Gwałtowne burze, układy burzowe, ulewne opady deszczu. Załamanie pogody w weekend. Noc z piątku na sobotę i sobota.
Niestety, niż genueński stał się faktem. Powstał w piątek w okolicach Genui, następnie przemieszczał się w kierunku północnej części Morza Adriatyckiego. Tam przyniósł bardzo silne burze, następnie układ burzowy oraz rozbudowaną strefę opadową, przyczyniającą się do powodzi błyskawicznej między innymi Słowenii.

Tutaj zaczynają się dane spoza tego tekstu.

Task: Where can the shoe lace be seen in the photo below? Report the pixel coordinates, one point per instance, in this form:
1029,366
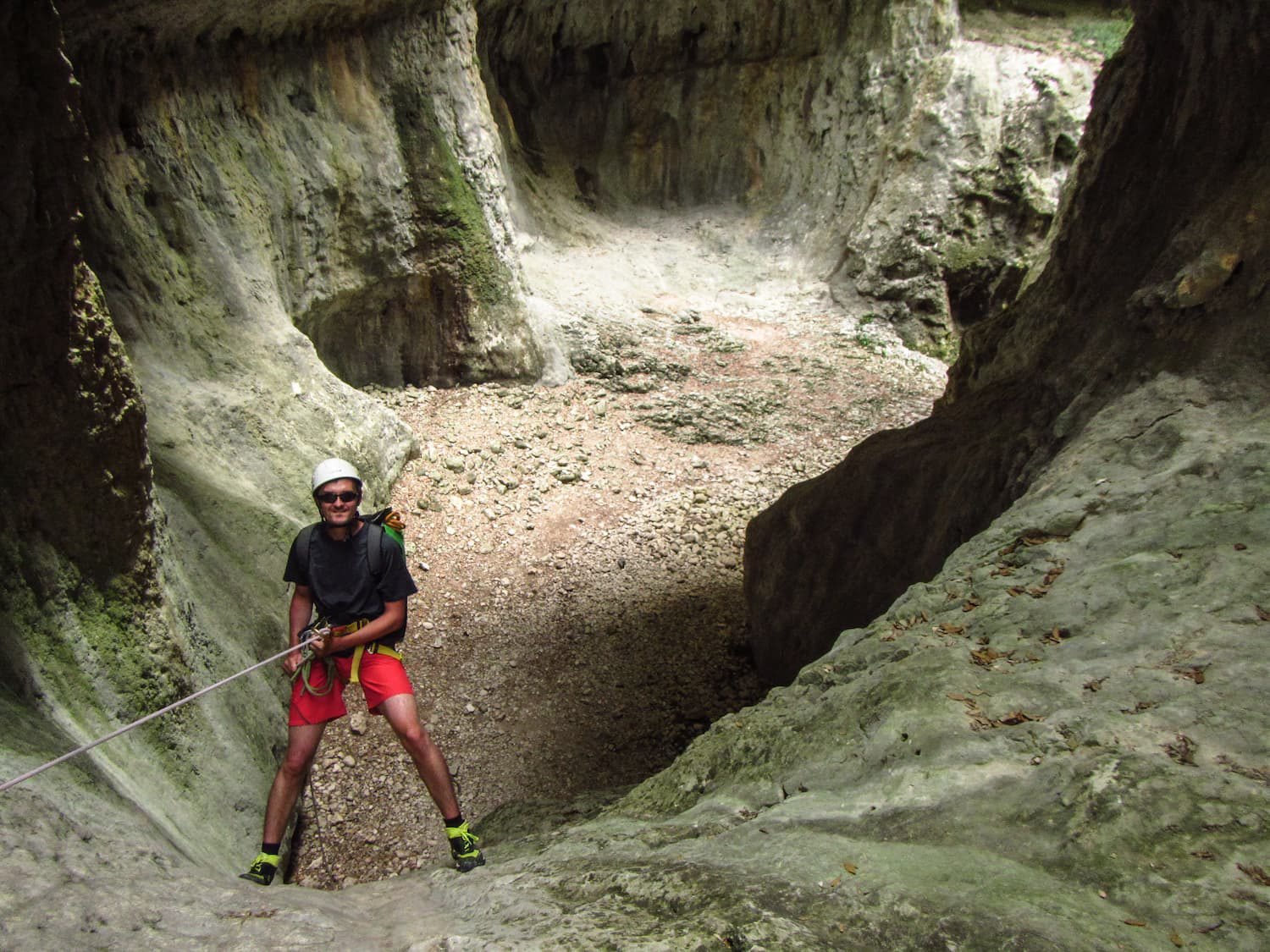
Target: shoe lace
462,842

O tym, jak były wydajne opady, może świadczyć fakt, że w Lubljanie spadło ponad 220 mm deszczu. Strefa opadów deszczu przemieszcza się w kierunku północno wschodnim i już nad ranem osiągnie również województwa południowe Polski.
Różnice w wyliczeniach modeli numerycznych.
Dynamika pogody w najbliższych godzinach przyczynia się między innymi do tego, że każdy z modeli numerycznych, mimo tego, że wylicza podobną pogodę, to wylicza jednak różne miejsca danych zjawisk. Dlatego też, biorąc pod uwagę różne czynniki, typujemy mniej więcej, gdzie te zjawiska mogą się pojawić, ale faktycznie może sytuacja się trochę zmienić.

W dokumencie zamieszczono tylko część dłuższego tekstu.